Rifugiati, Migrantes: Italia impegnata nel salvataggio ma anche nell’accoglienza
Nella Giornata mondiale del 20 giugno, il direttore monsignor Perego rilancia 6 proposte. A cominciare dal permesso di soggiorno umanitario per i diniegati
Sono oltre mezzo milione le domande d’asilo accolte dall’Italia in 25 anni, dal 1990 al 2015. A ricordarlo, nella Giornata mondiale del rifugiato che si celebra oggi, 20 giugno, è il direttore della Fondazione Migrantes monsignor Gian Carlo Perego. La Giornata 2016, evidenzia, «trova l’Italia impegnata non solo nel salvataggio nel Mare Mediterraneo di migranti in fuga, ma anche nell’accoglienza e nella protezione internazionale di circa 120mila persone nella diverse strutture, di cui circa 25mila nelle strutture ecclesiali».
In occasione della ricorrenza, la Fondazione segnala e rilancia 6 proposte e impegni concreti.
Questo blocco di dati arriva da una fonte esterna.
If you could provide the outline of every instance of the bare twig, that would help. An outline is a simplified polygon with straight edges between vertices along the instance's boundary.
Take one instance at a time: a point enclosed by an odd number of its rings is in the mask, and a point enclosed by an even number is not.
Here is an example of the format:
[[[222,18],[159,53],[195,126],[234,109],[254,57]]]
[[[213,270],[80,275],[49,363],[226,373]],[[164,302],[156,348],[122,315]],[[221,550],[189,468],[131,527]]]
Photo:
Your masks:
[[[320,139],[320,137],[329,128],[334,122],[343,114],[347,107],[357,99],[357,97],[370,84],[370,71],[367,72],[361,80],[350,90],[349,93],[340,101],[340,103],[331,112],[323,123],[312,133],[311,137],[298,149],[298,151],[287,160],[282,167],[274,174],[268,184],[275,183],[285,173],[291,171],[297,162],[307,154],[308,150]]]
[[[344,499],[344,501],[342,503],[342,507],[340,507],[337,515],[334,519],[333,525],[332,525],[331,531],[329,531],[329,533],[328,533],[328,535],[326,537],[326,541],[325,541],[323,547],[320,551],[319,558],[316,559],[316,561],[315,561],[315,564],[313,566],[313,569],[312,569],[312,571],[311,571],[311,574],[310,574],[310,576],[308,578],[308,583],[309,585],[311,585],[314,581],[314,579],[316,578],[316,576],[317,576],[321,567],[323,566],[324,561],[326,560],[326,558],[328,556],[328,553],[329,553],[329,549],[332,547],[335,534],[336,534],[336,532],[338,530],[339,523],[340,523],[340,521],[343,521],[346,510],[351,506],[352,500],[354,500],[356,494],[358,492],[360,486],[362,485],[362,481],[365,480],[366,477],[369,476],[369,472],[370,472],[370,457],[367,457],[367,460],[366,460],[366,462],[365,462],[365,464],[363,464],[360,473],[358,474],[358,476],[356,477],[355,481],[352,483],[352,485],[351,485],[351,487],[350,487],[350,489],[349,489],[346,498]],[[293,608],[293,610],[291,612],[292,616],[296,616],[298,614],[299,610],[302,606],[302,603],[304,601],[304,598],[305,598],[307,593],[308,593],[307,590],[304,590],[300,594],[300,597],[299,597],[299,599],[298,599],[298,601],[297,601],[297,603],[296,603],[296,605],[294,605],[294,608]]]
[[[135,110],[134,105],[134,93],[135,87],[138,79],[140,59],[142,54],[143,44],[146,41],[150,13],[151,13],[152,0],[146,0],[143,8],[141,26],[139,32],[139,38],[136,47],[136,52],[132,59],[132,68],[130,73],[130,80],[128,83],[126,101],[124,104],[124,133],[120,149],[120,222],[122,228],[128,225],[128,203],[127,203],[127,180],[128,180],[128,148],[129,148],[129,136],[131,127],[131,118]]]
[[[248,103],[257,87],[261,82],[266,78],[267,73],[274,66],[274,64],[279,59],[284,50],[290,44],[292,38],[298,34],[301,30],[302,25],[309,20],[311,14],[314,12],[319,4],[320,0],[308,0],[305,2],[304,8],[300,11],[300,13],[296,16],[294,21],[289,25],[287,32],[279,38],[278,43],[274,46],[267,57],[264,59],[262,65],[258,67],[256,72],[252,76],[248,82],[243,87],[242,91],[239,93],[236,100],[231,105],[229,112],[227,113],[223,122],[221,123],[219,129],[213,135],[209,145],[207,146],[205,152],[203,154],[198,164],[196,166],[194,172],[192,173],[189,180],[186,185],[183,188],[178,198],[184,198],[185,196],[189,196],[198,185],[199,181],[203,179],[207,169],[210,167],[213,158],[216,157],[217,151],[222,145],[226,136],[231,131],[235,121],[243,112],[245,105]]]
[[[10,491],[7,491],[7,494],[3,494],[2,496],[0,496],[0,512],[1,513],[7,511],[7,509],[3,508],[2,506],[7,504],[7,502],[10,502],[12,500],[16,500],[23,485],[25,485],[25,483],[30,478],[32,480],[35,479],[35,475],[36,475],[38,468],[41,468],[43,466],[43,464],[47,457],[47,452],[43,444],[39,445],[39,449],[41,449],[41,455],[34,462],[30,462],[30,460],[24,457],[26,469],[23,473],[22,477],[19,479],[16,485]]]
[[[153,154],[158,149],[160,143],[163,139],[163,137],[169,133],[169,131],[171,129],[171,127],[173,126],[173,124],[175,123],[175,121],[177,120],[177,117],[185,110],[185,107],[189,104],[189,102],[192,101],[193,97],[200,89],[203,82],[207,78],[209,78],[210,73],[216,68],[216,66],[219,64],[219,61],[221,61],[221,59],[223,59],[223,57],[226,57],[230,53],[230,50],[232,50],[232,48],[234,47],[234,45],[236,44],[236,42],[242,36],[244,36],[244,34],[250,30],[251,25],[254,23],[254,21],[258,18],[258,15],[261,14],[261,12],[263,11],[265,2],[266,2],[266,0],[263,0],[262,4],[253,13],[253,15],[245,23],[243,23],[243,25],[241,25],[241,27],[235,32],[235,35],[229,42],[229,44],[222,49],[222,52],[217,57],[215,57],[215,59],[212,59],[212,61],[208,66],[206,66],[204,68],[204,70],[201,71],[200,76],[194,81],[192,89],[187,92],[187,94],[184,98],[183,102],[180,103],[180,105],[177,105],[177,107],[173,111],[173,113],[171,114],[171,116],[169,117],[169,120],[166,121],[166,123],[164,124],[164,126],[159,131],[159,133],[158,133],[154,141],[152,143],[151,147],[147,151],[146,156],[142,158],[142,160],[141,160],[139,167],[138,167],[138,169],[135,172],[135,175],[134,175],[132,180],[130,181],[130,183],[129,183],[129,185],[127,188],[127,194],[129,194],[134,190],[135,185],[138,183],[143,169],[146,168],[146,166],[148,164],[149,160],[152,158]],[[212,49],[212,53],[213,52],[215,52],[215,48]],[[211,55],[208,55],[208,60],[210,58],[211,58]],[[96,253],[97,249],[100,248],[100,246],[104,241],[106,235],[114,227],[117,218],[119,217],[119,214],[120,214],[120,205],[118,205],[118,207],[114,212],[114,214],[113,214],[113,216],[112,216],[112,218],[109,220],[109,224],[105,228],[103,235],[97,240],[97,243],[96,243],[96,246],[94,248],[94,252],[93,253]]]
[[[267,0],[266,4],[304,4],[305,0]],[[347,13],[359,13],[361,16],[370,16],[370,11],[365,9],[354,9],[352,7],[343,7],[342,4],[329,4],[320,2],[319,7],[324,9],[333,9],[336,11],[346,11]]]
A cominciare da quello di «riuscire a dare una risposta più competente e più celere alle persone che fanno domanda di protezione internazionale». Quindi si prosegue con la necessità di «aprire la possibilità di un permesso di soggiorno umanitario anche per i numerosi diniegati (stimati nei prossimi mesi in 40mila), per evitare la situazione di irregolarità per molte persone, soprattutto al Sud, che genererebbe sfruttamento, non tutela della dignità della persona e insicurezza». Ancora, è necessario per Migrantes «arrivare ad avere un sistema unico e diffuso di accoglienza in Italia, che risponda a medesimi standard, procedure e sia sottoposto a puntuali controlli e verifiche rispetto ai servizi che deve erogare e rispetto alla trasparenza nella gestione dei fondi».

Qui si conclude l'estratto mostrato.